Total RNA samples from each Tspo mutant (Mut), as well as Wt cells, were sequenced using Illumina HiSeq4000 PE100 and then mapped to the mouse genome (NCBI Build 37). The Tspo locus was viewed in SeqMonk (http://www.bioinformatics.bbsrc.ac.uk/projects/seqmonk/), highlighting exon 2 where the deletions were made (Figure 1A). An MA plot was used to show the differential expression of whole transcripts, where each exon of Tspo mRNA was compared to show the lower expression of exon 2 with the deletions compared to the other three exons using base counting quantification (Figure 1B). Background expression of exon 2 was verified by real-time PCR using a targeted, deleted region-specific primer set (Figure 1C). The slightly reduced expression of the other three exons was also detected by real-time PCR using primer sets that do not target the deleted area (Figure 1D). Taken together, it is apparent that the indel mutation of the Tspo gene had been successfully introduced, but the expression levels of mutated Tspo RNA were about 11-fold lower, and the possible lower stability of full length, mutant mRNA(s) (about 1.6-fold difference).
The other genes important for steroidogenesis, Star (Stard1), Vdac1, Hsd3b1, and Cyp11a1 were highlighted in whole transcripts in MA plots (Figure 2A–D), where the reduced levels of Star and Hsd3b1 and the less or no change in transcription of Vdac1 and Cyp11a1, respectively, were observed. It should also be noted that no significant changes were observed in Vdac2 and Vdac3 transcript levels in the absence of Tspo compared to control cells. The corresponding changes detected in RNA-seq data were all validated using real-time PCR (Figure 2E–H).

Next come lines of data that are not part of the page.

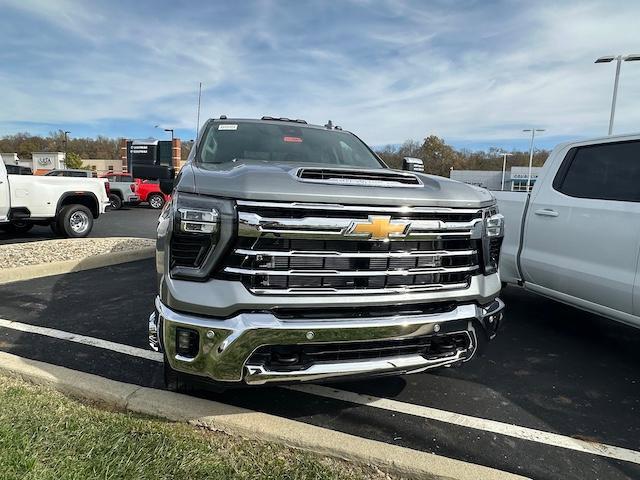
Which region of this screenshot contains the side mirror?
[160,179,175,195]
[402,157,424,172]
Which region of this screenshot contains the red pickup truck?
[135,178,171,209]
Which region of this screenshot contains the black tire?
[9,220,33,233]
[147,193,164,210]
[109,193,122,210]
[164,355,194,394]
[58,204,93,238]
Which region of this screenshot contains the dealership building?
[450,167,542,192]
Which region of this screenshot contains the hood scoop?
[292,167,422,187]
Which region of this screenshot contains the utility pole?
[500,152,513,190]
[64,130,71,168]
[595,54,640,135]
[522,128,545,193]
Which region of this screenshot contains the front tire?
[147,193,164,210]
[58,205,93,238]
[109,193,122,210]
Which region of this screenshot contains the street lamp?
[498,152,513,190]
[155,125,173,142]
[64,130,71,168]
[522,128,545,192]
[595,54,640,135]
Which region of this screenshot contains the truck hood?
[177,160,495,208]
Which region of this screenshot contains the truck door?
[521,141,640,320]
[0,161,11,221]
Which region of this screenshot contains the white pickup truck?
[495,134,640,327]
[0,162,109,238]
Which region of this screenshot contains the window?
[553,141,640,202]
[198,121,383,168]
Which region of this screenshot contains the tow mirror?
[160,179,175,195]
[402,157,424,172]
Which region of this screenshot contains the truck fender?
[56,192,100,218]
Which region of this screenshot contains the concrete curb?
[0,247,156,285]
[0,352,525,480]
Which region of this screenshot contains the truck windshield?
[198,121,384,168]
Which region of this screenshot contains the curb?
[0,352,525,480]
[0,247,156,285]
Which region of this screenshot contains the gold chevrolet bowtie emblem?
[347,215,409,240]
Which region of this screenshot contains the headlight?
[482,207,504,275]
[168,192,235,280]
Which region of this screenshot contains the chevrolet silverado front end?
[149,118,504,390]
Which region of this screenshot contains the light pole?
[499,152,513,190]
[155,125,173,141]
[595,54,640,135]
[64,130,71,168]
[522,128,544,192]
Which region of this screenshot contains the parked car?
[44,168,98,178]
[136,178,171,209]
[133,117,504,391]
[101,173,140,210]
[0,162,109,238]
[5,165,33,175]
[495,135,640,327]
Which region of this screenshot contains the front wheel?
[148,193,164,210]
[58,205,93,238]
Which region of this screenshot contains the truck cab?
[495,135,640,327]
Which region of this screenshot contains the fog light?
[176,328,199,357]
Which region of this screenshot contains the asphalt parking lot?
[0,260,640,479]
[0,209,640,479]
[0,205,160,245]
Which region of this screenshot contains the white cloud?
[0,0,640,144]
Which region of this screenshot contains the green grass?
[0,376,388,480]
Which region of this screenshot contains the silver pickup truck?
[495,135,640,327]
[139,117,504,391]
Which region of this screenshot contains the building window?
[511,178,536,192]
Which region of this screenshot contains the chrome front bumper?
[149,298,504,385]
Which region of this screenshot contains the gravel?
[0,237,156,269]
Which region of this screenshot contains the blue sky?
[0,0,640,149]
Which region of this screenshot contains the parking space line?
[0,318,162,362]
[284,385,640,464]
[0,318,640,465]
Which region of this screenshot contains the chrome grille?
[223,201,482,295]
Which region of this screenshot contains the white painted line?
[0,318,640,464]
[284,385,640,464]
[0,318,162,362]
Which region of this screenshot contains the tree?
[419,135,462,177]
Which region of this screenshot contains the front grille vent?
[218,201,482,295]
[170,233,211,268]
[297,168,422,187]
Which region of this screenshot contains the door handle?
[534,208,559,217]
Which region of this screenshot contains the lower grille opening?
[272,302,456,320]
[247,332,471,371]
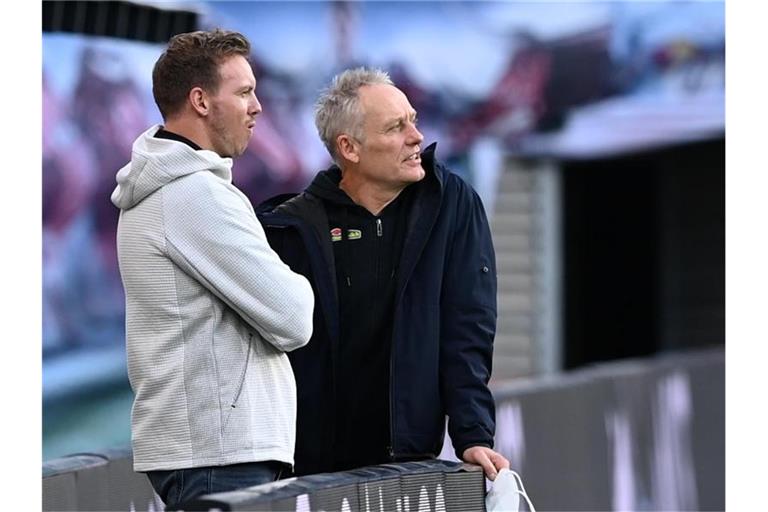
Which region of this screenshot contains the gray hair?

2.2. Transcriptome Changes after Tspo Mutation Affects the Extracellular Structure (ECS) and Extracellular Matrix (ECM)

Under TSPO deficiency, there is a transcriptome change, with a total of 8279 up-regulated and 6213 down-regulated genes (exons), yielding 463 genes up- and 778 genes down–regulated having values of base counts over 8 (Supplementary Materials Figure S1). To explore the interrogated functional associations among the up- or down-regulated genes expression, we used Metascape software for cross comparisons with numerous databases, such as GO Biological Processes, KEGG Pathways, and Reactome Gene Sets, to find enriched processes in the gene lists, as well as associations among enriched processes [19].
These Metascape results were dominated by functional categories related to control of the immune system, including humoral immune response, inflammatory response, complement activation, regulation of coagulation, regulation of proteolysis, and leukocyte mediated immunity, among others (Figures S2 and S3). A top functional annotation showed that up- and down-regulated genes were related to extracellular structure organization (ECS, Figure S2A, Table S1) and extracellular matrix organization (ECM, Figure S3A, Table S2), respectively. The corresponding gene networks were shown to indicate major biological functions (Figures S2B and S3B).
A heat map shows that loss of TSPO altered genes related to either ECS or ECM, where ECS was up-regulated and ECM was down-regulated (Figure 3A). The expression of the genes from both groups were affected by treatment with the cell permeable cAMP analog dibutyryl-cAMP (dbcAMP) in Wt cells; either up-regulated (up-left of the diagonal line) or down-regulated (down-right of the diagonal line; Figure 3B). However, some of these genes, such as Fscn1 and Thbs1, were actually disturbed by the Tspo mutation from comparison of Mut to Wt, where the red color represents the up-regulated and blue color represents the down-regulated genes from Figure 3B (Figure 3C). The changes were validated by one up-regulated gene (Fscn1) or one down-regulated gene (Thbs1) (Figure 3D,E). This suggests that ECS and/or ECM genes are related to steroidogenesis, which is consistence with previous reports [20,21].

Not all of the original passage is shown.